Lithman went into the Bar for “the opportunity to do some good, make a difference to people’s lives”, he says. He grew up in Walthamstow, his father a doctor – but the young Lithman was no good at science and was squeamish. He had a place to read oriental studies at Cardiff (“I could have been Welsh by now.”) but took a London University law degree at Chelmsford College, then joined One Harcourt Buildings. He is now at 2 Bedford Row.

 

He lives in North London with his wife, Debbie (who also trained and practised for some years at the Bar), has three stepsons and is chairman of Highgate synagogue. “It’s a wonderful community – the kind of supportive small community the Bar used to be. That community aspect is increasingly important to me and why I want to do this job.”

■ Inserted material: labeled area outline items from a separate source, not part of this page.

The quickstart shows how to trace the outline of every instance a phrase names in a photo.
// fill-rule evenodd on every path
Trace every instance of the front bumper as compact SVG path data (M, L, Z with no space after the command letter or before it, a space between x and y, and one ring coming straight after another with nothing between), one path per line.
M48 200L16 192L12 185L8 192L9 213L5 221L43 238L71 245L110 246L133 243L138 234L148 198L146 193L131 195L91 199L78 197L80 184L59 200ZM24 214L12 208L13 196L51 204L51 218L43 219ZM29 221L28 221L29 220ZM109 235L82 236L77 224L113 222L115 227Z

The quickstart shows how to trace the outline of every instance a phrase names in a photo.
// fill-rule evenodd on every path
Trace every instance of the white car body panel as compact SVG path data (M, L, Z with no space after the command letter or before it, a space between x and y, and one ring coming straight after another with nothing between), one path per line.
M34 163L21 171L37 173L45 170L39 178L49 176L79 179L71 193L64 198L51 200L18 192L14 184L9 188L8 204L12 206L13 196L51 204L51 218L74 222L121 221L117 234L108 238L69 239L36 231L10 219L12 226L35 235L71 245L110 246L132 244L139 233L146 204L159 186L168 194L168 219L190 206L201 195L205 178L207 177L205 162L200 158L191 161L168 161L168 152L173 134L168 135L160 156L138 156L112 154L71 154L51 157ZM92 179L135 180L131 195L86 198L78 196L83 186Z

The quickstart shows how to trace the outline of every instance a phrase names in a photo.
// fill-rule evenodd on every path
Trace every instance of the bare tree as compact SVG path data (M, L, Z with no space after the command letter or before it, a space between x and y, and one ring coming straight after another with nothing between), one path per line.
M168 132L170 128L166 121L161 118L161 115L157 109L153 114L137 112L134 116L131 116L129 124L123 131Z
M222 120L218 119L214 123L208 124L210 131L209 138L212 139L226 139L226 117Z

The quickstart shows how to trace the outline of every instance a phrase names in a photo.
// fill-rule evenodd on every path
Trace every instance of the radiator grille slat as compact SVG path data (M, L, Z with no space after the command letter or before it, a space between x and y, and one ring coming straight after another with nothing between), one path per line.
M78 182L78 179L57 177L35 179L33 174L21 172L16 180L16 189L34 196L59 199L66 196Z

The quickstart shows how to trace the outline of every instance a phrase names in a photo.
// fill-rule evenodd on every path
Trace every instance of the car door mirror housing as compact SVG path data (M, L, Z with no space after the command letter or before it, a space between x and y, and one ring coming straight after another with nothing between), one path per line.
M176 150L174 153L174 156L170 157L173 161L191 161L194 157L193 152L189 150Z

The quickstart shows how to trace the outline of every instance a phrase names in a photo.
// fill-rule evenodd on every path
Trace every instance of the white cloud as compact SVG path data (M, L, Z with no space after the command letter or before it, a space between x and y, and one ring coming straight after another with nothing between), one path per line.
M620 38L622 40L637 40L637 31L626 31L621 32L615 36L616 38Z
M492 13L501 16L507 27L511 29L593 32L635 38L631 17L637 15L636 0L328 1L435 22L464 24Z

He worries, too, about the likely legacy of the cuts. “If youngsters coming into the profession with substantial debt take the view that they can’t afford to do criminal work, you will lose the best brains from there and the Bar will become a privileged profession of amateur status as it used to be – and there will be nobody of quality available to become criminal judges.”

 

“The Criminal Bar has a great future. But its tipping point is now,” Lithman says. “Every barrister fights injustice; it’s what they come into the profession for. And that’s what I am doing.”